Era imposible. La sangre de los Harkonnen y los Atreides se había unido hacía siglos, y a los Atreides se los conocía por sus abominaciones, su extraña presciencia, su peculiar forma de pensar. Pero ¿cómo había infestado su mente aquella tara infernal de Alia? ¡Malditos fueran los Atreides!

Se dirigió a toda prisa a la entrada principal, pasando ante varios Danzarines Rostro anodinos que lo miraron con expresión inquisitiva. No debo demostrar debilidad delante de ellos. Le sonrió a uno, luego a otro.

¿No te divierte revivir viejas glorias y venganzas?, preguntó su Alia-interior.

—¡Cállate, cállate! —farfulló él por lo bajo.

Antes de que pudiera llegar a las altas puertas de madera, estas se abrieron sobre sus inmensos goznes y Khrone entró acompañado por un séquito de Danzarines Rostro y un jovencito de pelo oscuro con rasgos extrañamente familiares.

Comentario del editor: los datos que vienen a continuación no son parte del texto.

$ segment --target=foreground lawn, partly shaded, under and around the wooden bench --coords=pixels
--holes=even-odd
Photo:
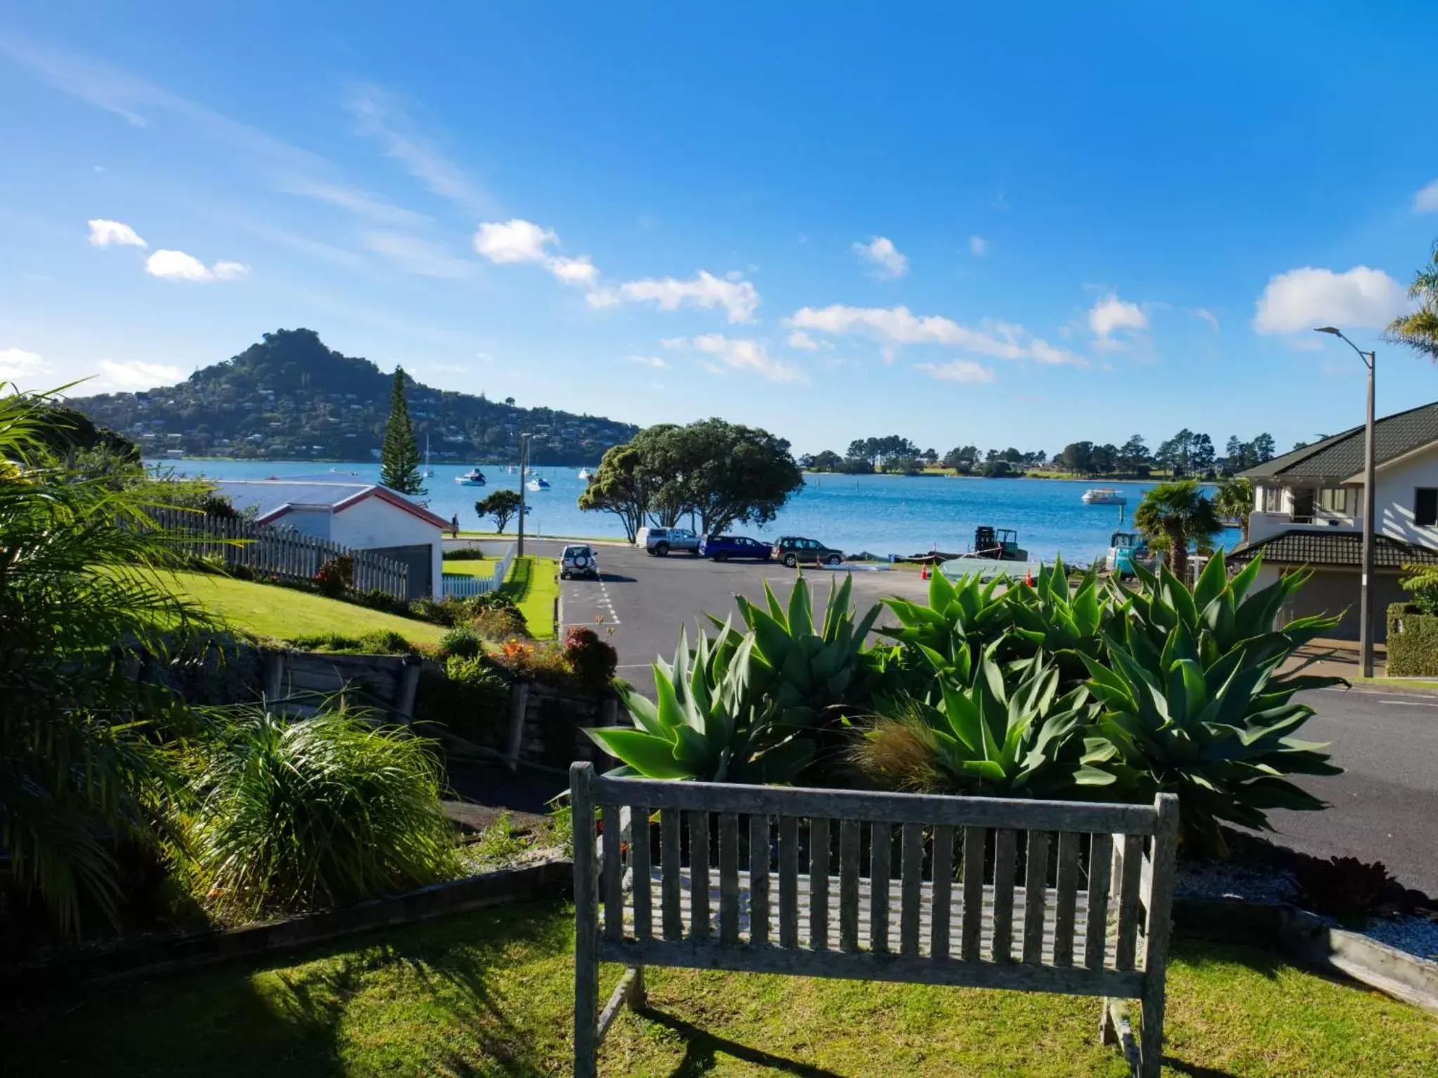
[[[572,910],[512,906],[0,1019],[7,1074],[562,1075]],[[607,996],[620,975],[604,967]],[[651,969],[607,1075],[1119,1075],[1099,1002]],[[1431,1075],[1438,1021],[1244,947],[1183,943],[1166,1074]]]

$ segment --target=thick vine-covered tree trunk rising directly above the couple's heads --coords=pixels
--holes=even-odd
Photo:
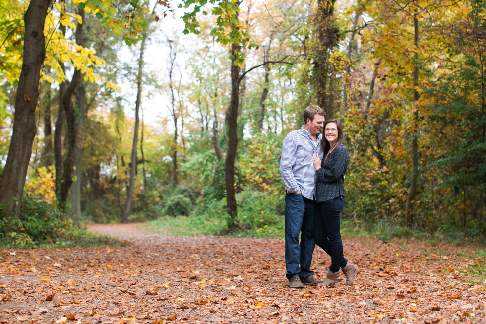
[[[317,104],[324,108],[326,118],[333,118],[334,104],[329,91],[329,58],[336,46],[339,30],[334,26],[334,3],[336,0],[318,0],[315,23],[317,29],[318,48],[314,60],[315,86]]]

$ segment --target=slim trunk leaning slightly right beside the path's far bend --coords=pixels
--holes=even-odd
[[[133,131],[133,145],[131,148],[131,165],[130,165],[130,184],[128,185],[128,191],[125,202],[125,209],[123,210],[122,223],[128,223],[128,215],[131,211],[131,202],[133,200],[133,191],[135,188],[135,173],[137,169],[137,142],[138,142],[138,127],[139,117],[138,112],[142,102],[142,71],[143,71],[143,52],[145,50],[145,42],[147,40],[147,34],[143,35],[142,42],[140,44],[140,57],[138,58],[138,75],[137,75],[137,99],[135,101],[135,130]]]

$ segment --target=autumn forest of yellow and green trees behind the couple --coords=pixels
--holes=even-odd
[[[0,12],[2,245],[176,219],[283,237],[282,142],[311,104],[343,124],[349,233],[486,234],[485,1],[2,0]]]

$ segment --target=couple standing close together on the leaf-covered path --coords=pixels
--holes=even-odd
[[[343,256],[339,215],[344,207],[344,177],[348,150],[341,123],[325,120],[316,105],[304,110],[304,125],[284,140],[280,173],[285,183],[285,265],[291,288],[304,284],[333,287],[341,281],[339,268],[350,285],[360,271]],[[324,129],[324,138],[321,135]],[[299,233],[302,232],[299,243]],[[315,243],[314,243],[315,242]],[[324,281],[310,270],[314,246],[331,256]]]

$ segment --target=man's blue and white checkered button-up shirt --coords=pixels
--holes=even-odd
[[[302,192],[302,195],[314,200],[316,171],[312,162],[312,153],[317,152],[322,160],[322,135],[317,134],[317,142],[310,137],[304,126],[287,134],[282,146],[280,174],[287,193]]]

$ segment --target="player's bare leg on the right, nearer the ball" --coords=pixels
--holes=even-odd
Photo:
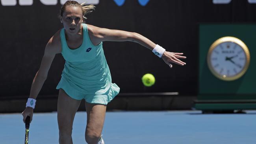
[[[103,129],[107,106],[85,102],[85,107],[87,112],[85,140],[88,144],[97,144]]]

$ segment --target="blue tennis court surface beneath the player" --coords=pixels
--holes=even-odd
[[[201,114],[201,111],[114,111],[106,113],[106,144],[255,144],[256,111]],[[0,114],[1,144],[24,143],[22,115]],[[77,112],[72,138],[85,144],[86,113]],[[35,113],[29,144],[58,144],[57,113]]]

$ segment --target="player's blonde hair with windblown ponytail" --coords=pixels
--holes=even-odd
[[[78,2],[74,1],[74,0],[68,0],[67,2],[65,2],[65,4],[63,4],[63,6],[60,9],[60,13],[59,13],[59,18],[62,17],[65,9],[67,6],[78,6],[82,8],[83,11],[83,22],[85,22],[85,20],[87,19],[87,17],[85,17],[85,15],[87,15],[88,13],[91,13],[93,10],[95,10],[95,6],[91,5],[86,5],[85,2],[83,2],[82,4],[79,4]]]

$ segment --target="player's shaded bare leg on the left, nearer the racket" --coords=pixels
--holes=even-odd
[[[72,126],[74,116],[81,100],[70,98],[63,89],[59,89],[58,96],[58,126],[59,126],[59,144],[73,144]]]

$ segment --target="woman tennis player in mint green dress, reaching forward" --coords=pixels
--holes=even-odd
[[[161,46],[134,32],[109,30],[85,24],[85,15],[95,9],[93,5],[67,1],[60,11],[64,28],[57,31],[45,47],[41,66],[35,74],[22,112],[23,120],[33,117],[35,102],[56,54],[61,53],[65,66],[56,89],[58,96],[59,144],[72,144],[72,125],[80,102],[85,99],[87,125],[85,140],[88,144],[104,144],[101,137],[106,105],[119,93],[120,88],[111,83],[109,67],[104,56],[103,41],[132,41],[152,50],[172,68],[172,63],[186,65],[183,53],[167,52]],[[31,121],[30,121],[31,122]]]

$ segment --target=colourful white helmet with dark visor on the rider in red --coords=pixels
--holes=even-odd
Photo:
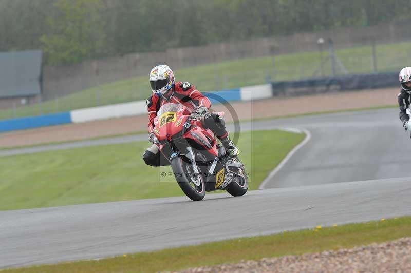
[[[151,90],[157,96],[164,95],[174,84],[174,73],[167,65],[158,65],[150,71]]]

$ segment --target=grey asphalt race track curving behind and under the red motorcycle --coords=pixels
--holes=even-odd
[[[250,191],[239,198],[209,194],[201,202],[177,197],[3,211],[0,268],[94,259],[410,213],[411,178],[398,177],[411,176],[411,140],[401,131],[397,110],[241,124],[242,131],[279,127],[307,129],[311,139],[265,183],[273,189]],[[91,145],[104,142],[98,141],[100,144]],[[121,142],[121,138],[115,141]],[[363,181],[387,178],[396,179]]]

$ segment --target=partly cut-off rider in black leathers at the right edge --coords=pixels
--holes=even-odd
[[[400,120],[406,131],[408,129],[409,116],[406,109],[411,103],[411,67],[404,67],[400,71],[399,80],[401,83],[401,92],[398,94],[398,105],[400,107]]]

Tendría seis o siete años.

La voz de su Alia-interior sonaba complacida. ¡Ve a dar la bienvenida a mi hermano, abuelo!

Khrone empujó al niño y los labios generosos del barón se curvaron en una sonrisa hambrienta.

—Ah, Paolo, por fin. ¿Creéis que no conozco a Paul Atreides?

—Será tu pupilo, tu alumno. —La voz de Khrone era severa—. Él es la razón de que te hayamos criado, barón. Tú eres una herramienta, él es nuestro tesoro.

Los ojos negro araña del barón se iluminaron. Fue directo hacia el niño y lo examinó de cerca. Paolo lo miraba furioso, y eso hizo que el barón riera de gusto.

—Ah, ¿y qué se me permitirá hacer con él exactamente? ¿Qué es lo que queréis?

—Prepararlo. Educarlo. Encargarte de que esté listo para su destino. Debe satisfacer cierta necesidad.

—¿Y qué necesidad es esa?

—Cuando llegue el momento lo sabrás.

Ah, Paul Atreides en mis manos. Esta vez me aseguraré de que recibe una educación adecuada. Como mi sobrino Feyd-Rautha, un joven tan adorable. Esto me ayudará a compensar muchos agravios históricos.

—Ahora tienes tus memorias, barón, por tanto, comprendes los entresijos y las consecuencias. Si sufre algún daño, buscaremos una forma muy especial de hacer que lo lamentes. —El líder de los Danzarines Rostro sonaba muy convincente.

El barón agitó su mano regordeta con gesto desdeñoso.

—Claro, claro. Siempre me he arrepentido de haber desconectado su tanque axlotl cuando estábamos en Tleilax. Fue un gesto estúpido e impulsivo por mi parte. No sabía. Pero he aprendido a contenerme.

Una punzada de dolor le atravesó la cabeza y le hizo pestañear. Yo te puedo ayudar a contenerte, abuelo, dijo Alia dentro de su cabeza. El barón habría querido gritarle.

Con un colosal empujón mental, la apartó, luego se inclinó sobre el joven ghola y rió entre dientes.

—Llevo mucho tiempo esperando esto, jovencito adorable. Tengo muchos planes para los dos.